Tumors were classified according to site as follows: oral cavity (including tongue, buccal mucosa, gingival, hard palate, retromolar trigone and floor of mouth) vs. oropharynx (including tonsils, soft palate, uvula, oropharynx and base of tongue).
Gene expression values for the ~54,000 probe sets were first extracted from probe intensity values (CEL files) using the gcRMA algorithm. We then eliminated the probe sets that either showed no variation across the samples (inter-quartile range less than 0.1 on log2 scale) or that were expressed at very low magnitude (the maximum of the expression value across the samples is less than 3 on log 2 scale). These exclusions helped to limit the number of statistical tests applied when detecting differences between HPV-positive and HPV-negative tumors. After these two filtering processes, ~21,000 probe sets remained for further analysis.

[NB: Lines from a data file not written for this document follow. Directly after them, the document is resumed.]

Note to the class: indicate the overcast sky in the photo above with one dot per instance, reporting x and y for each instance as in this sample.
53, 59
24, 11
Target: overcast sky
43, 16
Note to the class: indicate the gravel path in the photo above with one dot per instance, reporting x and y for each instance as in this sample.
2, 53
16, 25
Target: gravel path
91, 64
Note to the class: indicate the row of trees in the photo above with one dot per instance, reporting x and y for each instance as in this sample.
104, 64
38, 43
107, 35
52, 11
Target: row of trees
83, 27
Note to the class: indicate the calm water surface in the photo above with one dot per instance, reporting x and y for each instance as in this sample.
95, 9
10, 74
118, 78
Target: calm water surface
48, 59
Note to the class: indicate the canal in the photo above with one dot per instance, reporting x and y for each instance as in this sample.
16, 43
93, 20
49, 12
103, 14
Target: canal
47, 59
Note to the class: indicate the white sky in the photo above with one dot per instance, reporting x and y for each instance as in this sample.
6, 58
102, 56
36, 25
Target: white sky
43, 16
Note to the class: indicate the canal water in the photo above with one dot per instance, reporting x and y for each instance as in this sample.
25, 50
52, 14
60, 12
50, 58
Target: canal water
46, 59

Statistical tests were carried out to compare HPV-positive and HPV-negative OSCC using a regression framework implemented in GenePlus software (http://www.enodar.com/). To control for the type I error rate, we chose to declare a particular group of genes either “upregulated/overexpressed” or “downregulated/underexpressed” based on a pre-specified Number of False Discoveries (NFD)12 (link). The choice of NFD, with an appropriate account for the number of genes under investigation (J), dictates the threshold for individual gene-specific p-values as NFD/J.
To determine whether the probe sets identified in the above analysis were up- or downregulated when compared to normal oral tissue, for each probe set we compared the mean expression values of each cancer group with those of controls using linear regression, calculating a robust estimator of variance, and accounting for the fact that multiple samples were tested for some subjects. The probe sets were then placed in order by ascending p-value, and a cutoff of 0.05 was chosen to indicate significant differences in expression.
The functional roles of the genes differentially expressed between HPV-positive and HPV-negative OSCC were assessed through the use of Ingenuity Pathways Analysis, IPA 5.0 (Ingenuity® Systems, www.ingenuity.com). The function analysis identified the biological functions by performing Fischer’s exact tests to test the null hypothesis that the set of differentially expressed genes were not representative of each biological function.